I’m the hot winds of the desert
I’m the black soils of the plain
I’m the mountains and the valleys
I’m the droughts and flooding rains
I am the rock, I am the sky,
The rivers when they run
The spirit of this great land
I am Australian.

But see the UK and Ireland have my family and they have the culture we don’t have.”

I decided in light of how I’m feeling at the moment I’ll sum up the things I liked best about the UK using pictures.

1. Seeing real snow for the first time and understanding the meaning of ‘proper cold.’


A day trip to Loch Ness


Stuck in a snow storm without an umbrella in London.

2. Meeting my relatives overseas in both Ireland and England for the first time!

3. My flatmates and our weird and wonderful adventures.

Halloween at Flat 12!

4. The history and culture in the UK

All those old buildings and churches were so awesome. One fond memory is of my American flat mate and I doing a guided tour of Lancaster castle with a truly creepy guide who seemed ghoulishly obsessed with death. On the entertainment front, I went to the theatre four times when I was in the UK itself! That’s a play a month! I couldn’t help it. The tickets were so much more affordable then back home and I loved the atmostphere. And after all, who wouldn’t have fun trying to explain the three hour plot of Les Miserables in London’s West End to their Chinese flat mate throughout the entire performance without annoying everyone around us?

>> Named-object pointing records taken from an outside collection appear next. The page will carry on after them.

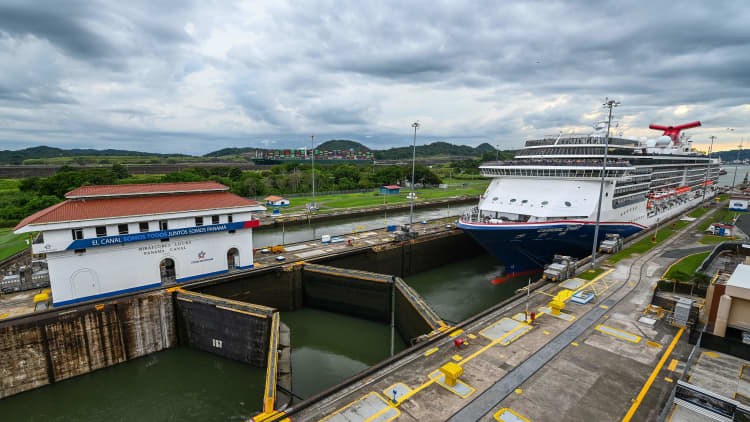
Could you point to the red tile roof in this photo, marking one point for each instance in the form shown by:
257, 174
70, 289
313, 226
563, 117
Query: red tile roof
144, 189
75, 210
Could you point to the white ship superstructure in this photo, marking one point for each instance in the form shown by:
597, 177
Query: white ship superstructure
544, 201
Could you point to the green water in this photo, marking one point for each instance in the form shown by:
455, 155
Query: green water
462, 289
174, 385
327, 347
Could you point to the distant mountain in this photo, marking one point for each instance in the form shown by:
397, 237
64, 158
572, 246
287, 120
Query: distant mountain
342, 145
434, 149
17, 157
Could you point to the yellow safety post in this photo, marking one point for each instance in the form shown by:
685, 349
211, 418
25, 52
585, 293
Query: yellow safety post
451, 371
558, 303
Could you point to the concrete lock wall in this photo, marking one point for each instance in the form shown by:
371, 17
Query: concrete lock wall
357, 293
42, 349
228, 328
279, 288
405, 258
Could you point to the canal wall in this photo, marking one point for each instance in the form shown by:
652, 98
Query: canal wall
42, 349
228, 328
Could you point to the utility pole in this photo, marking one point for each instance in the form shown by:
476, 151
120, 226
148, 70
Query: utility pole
708, 168
607, 104
737, 163
415, 125
312, 156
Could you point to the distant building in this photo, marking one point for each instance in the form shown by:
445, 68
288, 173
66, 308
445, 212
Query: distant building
390, 189
276, 201
106, 240
739, 203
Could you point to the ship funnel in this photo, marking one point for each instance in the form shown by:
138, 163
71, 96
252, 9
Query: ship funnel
674, 131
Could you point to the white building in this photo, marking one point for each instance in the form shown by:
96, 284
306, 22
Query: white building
106, 240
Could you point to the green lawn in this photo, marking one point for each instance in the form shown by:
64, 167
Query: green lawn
712, 240
9, 185
698, 212
11, 243
642, 245
369, 199
685, 268
591, 274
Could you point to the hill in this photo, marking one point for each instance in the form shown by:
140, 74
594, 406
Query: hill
17, 157
342, 145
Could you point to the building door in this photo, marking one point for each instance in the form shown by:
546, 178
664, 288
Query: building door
233, 259
167, 271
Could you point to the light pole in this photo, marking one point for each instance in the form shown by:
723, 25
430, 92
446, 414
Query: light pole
415, 125
708, 168
607, 104
312, 157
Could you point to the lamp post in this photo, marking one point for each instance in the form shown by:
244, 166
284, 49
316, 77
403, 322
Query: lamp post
415, 125
312, 157
610, 104
708, 169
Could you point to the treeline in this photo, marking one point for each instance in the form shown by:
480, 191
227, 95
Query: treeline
37, 193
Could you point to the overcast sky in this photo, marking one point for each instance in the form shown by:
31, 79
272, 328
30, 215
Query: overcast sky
176, 76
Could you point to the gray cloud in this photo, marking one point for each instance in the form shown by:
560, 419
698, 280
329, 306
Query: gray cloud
191, 77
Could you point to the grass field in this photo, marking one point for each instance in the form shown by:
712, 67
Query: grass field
712, 240
642, 245
369, 199
684, 269
9, 186
11, 243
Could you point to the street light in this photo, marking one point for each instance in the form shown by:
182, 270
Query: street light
610, 104
415, 125
708, 168
312, 152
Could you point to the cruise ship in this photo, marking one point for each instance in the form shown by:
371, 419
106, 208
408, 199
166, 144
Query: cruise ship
544, 201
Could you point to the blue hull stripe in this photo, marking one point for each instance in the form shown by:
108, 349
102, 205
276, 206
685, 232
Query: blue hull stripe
525, 247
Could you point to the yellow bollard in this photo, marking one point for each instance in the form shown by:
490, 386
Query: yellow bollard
451, 371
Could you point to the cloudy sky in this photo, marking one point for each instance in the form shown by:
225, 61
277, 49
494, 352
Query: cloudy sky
193, 77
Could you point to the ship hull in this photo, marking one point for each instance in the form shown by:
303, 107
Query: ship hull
525, 248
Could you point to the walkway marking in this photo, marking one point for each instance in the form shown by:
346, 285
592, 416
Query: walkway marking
507, 415
370, 407
618, 333
431, 351
651, 378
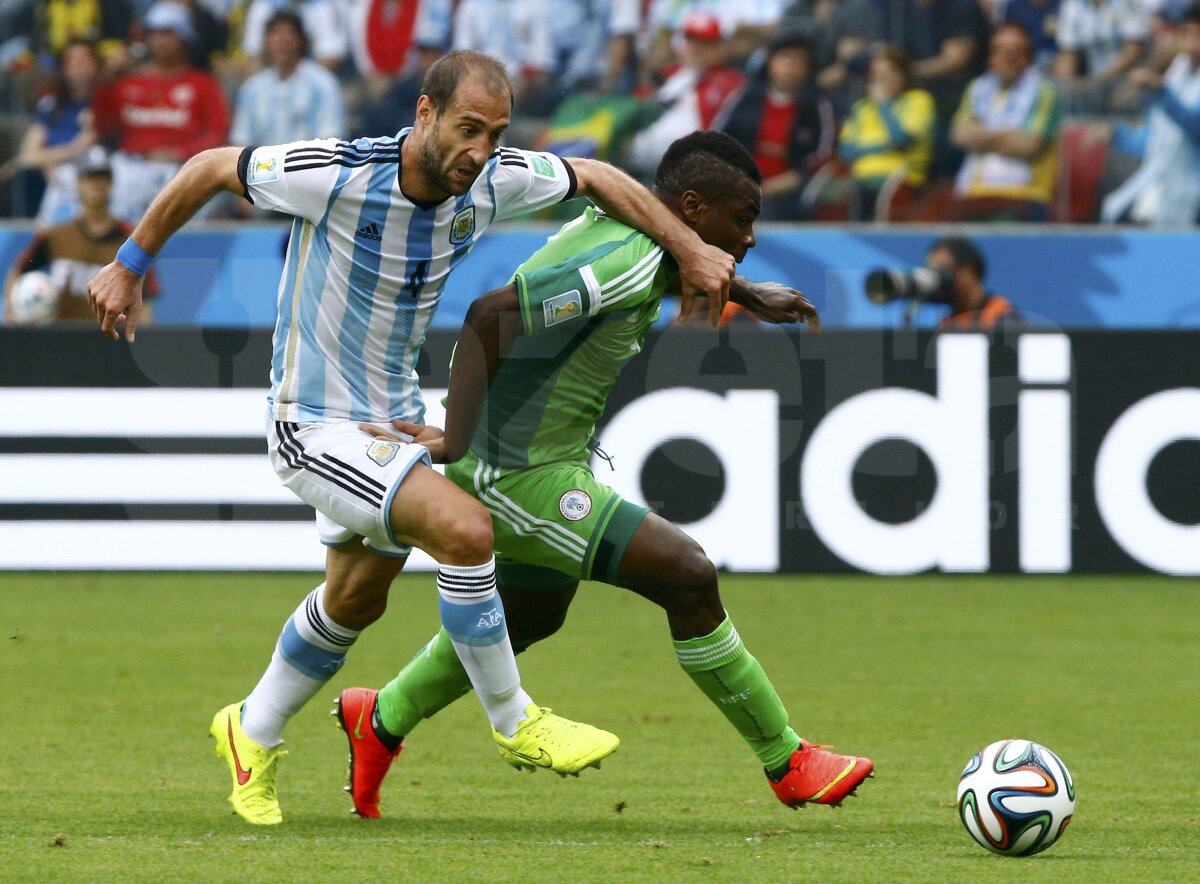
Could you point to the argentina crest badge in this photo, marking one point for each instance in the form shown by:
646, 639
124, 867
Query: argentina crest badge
462, 226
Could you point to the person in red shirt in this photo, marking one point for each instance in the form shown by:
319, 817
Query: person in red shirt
696, 96
160, 115
786, 124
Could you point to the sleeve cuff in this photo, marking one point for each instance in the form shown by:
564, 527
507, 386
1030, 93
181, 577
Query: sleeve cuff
243, 166
571, 181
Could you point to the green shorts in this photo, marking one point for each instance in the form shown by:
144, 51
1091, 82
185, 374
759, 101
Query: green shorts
556, 516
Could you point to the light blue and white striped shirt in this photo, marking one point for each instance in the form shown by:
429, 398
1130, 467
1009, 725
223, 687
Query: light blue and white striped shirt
366, 266
271, 110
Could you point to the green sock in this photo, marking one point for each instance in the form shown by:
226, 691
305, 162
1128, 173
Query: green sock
736, 684
429, 683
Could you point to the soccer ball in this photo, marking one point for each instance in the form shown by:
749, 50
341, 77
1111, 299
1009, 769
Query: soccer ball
35, 299
1015, 798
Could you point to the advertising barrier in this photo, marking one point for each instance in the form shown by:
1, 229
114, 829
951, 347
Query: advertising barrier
885, 452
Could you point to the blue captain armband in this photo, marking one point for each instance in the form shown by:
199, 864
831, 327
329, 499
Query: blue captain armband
135, 258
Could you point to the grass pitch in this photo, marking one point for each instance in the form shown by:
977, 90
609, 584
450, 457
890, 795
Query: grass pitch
109, 683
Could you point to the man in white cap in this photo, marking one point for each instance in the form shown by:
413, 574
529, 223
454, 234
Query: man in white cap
160, 115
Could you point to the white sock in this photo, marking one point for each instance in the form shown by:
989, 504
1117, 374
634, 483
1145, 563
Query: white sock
473, 615
310, 651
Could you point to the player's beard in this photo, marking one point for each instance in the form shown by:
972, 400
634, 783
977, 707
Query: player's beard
436, 174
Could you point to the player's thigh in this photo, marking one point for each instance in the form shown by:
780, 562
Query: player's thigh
550, 516
661, 563
347, 475
430, 511
357, 582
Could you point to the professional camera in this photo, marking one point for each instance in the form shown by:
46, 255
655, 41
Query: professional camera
919, 284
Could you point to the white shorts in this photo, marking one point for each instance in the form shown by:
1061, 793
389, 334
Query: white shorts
347, 475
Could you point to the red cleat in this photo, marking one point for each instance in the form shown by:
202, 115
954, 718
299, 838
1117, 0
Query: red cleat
370, 759
820, 776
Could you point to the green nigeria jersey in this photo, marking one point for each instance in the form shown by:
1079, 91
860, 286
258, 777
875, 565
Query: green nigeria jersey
587, 299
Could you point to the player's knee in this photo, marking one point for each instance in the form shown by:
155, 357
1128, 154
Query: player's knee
359, 605
467, 537
694, 579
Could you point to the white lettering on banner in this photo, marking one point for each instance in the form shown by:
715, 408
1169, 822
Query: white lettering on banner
1044, 446
951, 427
742, 428
1121, 495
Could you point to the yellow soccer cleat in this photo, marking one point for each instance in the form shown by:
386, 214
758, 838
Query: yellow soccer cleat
547, 740
253, 769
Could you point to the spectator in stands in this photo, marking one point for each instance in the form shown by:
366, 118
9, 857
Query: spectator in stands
697, 96
322, 20
945, 38
785, 124
387, 35
964, 268
1039, 18
73, 252
519, 34
161, 114
748, 25
888, 138
1008, 127
211, 35
294, 97
1165, 188
1099, 41
102, 23
622, 62
60, 133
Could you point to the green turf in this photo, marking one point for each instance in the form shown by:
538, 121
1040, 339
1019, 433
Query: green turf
108, 684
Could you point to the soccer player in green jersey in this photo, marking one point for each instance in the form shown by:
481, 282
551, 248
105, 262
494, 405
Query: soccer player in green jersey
532, 372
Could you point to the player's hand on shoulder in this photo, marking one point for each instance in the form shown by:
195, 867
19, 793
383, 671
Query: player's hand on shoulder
775, 302
115, 296
432, 438
705, 271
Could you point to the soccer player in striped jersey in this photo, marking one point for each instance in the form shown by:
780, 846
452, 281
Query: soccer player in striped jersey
379, 224
519, 434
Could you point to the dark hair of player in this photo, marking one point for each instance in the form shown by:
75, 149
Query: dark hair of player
706, 162
288, 19
964, 252
443, 78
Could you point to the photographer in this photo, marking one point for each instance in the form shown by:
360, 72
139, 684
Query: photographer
953, 275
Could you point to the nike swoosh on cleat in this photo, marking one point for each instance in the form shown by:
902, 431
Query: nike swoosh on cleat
243, 775
358, 725
541, 759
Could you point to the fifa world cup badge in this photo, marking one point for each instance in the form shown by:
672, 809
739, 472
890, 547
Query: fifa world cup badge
575, 505
462, 226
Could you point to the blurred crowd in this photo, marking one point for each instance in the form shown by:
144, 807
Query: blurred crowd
1069, 110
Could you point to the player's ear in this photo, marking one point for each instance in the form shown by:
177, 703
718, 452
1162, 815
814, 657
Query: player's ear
694, 206
425, 109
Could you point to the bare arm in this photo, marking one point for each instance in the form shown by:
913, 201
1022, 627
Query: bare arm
703, 270
115, 292
774, 302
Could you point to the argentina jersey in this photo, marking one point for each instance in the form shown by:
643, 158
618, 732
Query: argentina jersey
366, 266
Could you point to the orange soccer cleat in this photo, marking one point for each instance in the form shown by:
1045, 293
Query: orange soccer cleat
816, 775
370, 758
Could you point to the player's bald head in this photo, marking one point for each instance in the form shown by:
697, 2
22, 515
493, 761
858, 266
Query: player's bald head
442, 80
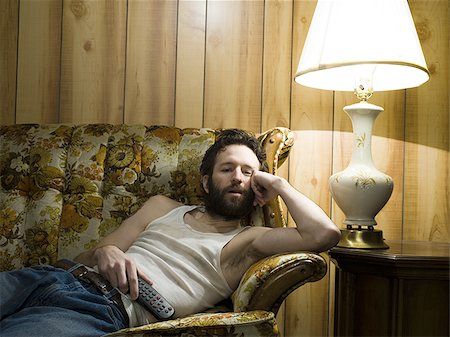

My two play Guides. One for Hamlet and one for Season’s Greetings with some of the cast’s autographs.

5. Real Christmas Markets.

Market and fair in Edinburgh, Scotland. I took this on the actual ferris wheel.

It’s funny. When I got towards the end of my trip in the UK I was so homesick and just wanted to come home to Australia. After a week or two I instantly wanted my travelling life back! Anyone else going through this?